In this paper, a novel actuator fault detection and estimation scheme based on adaptive observer is investigated for a class of nonlinear systems. In this study, actuator faults are modeled by radial basis function (RBF) neural network. The adaptive fault estimation observer is designed by exploiting the online learning ability of radial basis function neural network to approximate the actuator fault. The weight updating algorithm of the RBF network is established in the sense of Lyapunov theory. In addition, design of the proposed observer is reformulated to a set of linear matrix inequalities, which can be easily solved by numerical tools. Finally, the presented fault detection and estimation scheme is applied to a satellite attitude control system.

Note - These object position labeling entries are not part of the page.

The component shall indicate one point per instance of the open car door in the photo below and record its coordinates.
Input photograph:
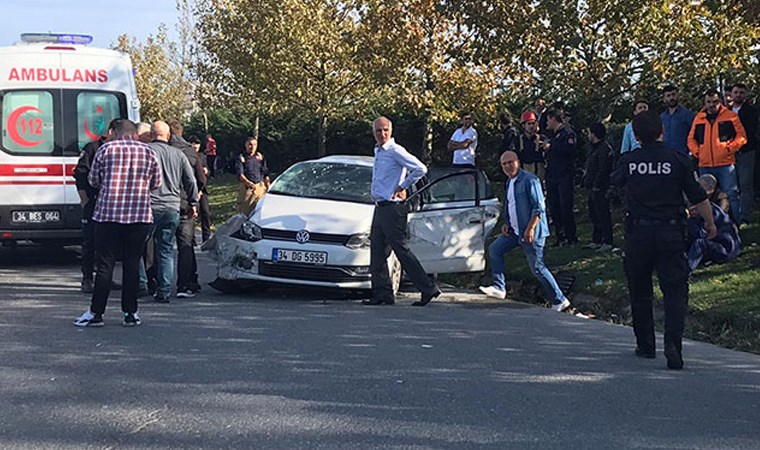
(450, 218)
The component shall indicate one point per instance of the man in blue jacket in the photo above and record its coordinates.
(525, 226)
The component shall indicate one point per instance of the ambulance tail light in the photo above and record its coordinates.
(56, 38)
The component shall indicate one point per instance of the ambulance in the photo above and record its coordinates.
(56, 95)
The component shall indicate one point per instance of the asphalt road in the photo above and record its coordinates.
(297, 369)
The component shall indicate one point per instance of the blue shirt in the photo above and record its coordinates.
(629, 139)
(529, 203)
(394, 167)
(676, 127)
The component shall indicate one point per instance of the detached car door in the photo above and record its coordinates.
(450, 218)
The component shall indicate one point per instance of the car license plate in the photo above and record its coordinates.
(36, 216)
(299, 256)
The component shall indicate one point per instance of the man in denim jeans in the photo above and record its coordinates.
(177, 177)
(525, 226)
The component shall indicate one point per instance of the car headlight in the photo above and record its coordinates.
(360, 240)
(251, 231)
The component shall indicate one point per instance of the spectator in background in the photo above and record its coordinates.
(211, 155)
(187, 266)
(124, 170)
(710, 184)
(509, 134)
(540, 107)
(725, 246)
(204, 212)
(528, 146)
(676, 120)
(560, 162)
(144, 133)
(253, 175)
(629, 140)
(87, 198)
(715, 137)
(464, 142)
(597, 181)
(178, 182)
(745, 159)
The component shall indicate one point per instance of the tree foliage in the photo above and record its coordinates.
(161, 84)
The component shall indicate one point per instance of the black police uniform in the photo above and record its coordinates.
(560, 165)
(655, 179)
(253, 167)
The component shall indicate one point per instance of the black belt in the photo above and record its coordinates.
(385, 203)
(651, 222)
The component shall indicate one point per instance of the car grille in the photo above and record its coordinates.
(308, 272)
(322, 238)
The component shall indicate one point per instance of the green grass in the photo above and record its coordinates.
(724, 301)
(222, 197)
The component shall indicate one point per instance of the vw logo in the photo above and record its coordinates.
(302, 237)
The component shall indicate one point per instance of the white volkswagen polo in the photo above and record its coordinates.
(312, 227)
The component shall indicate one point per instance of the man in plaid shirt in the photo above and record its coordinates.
(125, 170)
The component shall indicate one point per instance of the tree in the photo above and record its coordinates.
(161, 85)
(302, 55)
(424, 51)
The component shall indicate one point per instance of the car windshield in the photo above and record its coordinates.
(326, 180)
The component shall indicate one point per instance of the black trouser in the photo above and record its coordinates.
(88, 240)
(388, 233)
(210, 163)
(661, 248)
(205, 217)
(601, 221)
(559, 192)
(112, 240)
(187, 267)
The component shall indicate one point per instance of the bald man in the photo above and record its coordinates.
(178, 178)
(525, 226)
(395, 170)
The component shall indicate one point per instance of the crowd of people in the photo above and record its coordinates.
(656, 170)
(142, 187)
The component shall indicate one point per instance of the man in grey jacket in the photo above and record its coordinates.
(177, 178)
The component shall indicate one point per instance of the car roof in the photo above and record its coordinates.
(357, 160)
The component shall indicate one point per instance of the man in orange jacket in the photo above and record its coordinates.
(715, 137)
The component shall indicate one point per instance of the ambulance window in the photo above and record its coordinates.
(95, 110)
(27, 123)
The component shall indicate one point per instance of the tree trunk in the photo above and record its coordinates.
(322, 136)
(427, 139)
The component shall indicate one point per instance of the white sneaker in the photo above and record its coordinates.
(559, 307)
(88, 319)
(491, 291)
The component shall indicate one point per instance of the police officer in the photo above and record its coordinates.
(656, 180)
(253, 175)
(560, 165)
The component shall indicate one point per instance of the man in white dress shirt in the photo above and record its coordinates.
(463, 142)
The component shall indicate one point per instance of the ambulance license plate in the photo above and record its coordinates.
(299, 256)
(36, 216)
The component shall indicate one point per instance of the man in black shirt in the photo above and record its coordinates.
(597, 180)
(656, 180)
(560, 166)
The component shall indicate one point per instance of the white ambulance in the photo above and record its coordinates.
(56, 95)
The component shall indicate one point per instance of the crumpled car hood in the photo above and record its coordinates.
(315, 215)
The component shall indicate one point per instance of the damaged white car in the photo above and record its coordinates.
(312, 227)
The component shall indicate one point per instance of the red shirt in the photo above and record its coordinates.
(211, 147)
(125, 171)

Simulation results demonstrate the effectiveness of the proposed fault diagnosis approach.
一类非线性系统的执行器故障检测与估计
针对一类非线性系统,研究了一种基于自适应观测器的执行器故障检测与估计方法。在本研究中,采用径向基函数(RBF)神经网络对执行器故障进行建模。利用径向基函数神经网络的在线学习能力,设计了自适应故障估计观测器来逼近执行器故障。在李亚普诺夫理论的意义上建立了RBF网络的权值更新算法。此外,所提出的观测器的设计被重新表述为一组线性矩阵不等式,可以很容易地用数值工具求解。最后,将所提出的故障检测与估计方法应用于某卫星姿态控制系统。仿真结果验证了所提故障诊断方法的有效性。
本文章由计算机程序翻译,如有差异,请以英文原文为准。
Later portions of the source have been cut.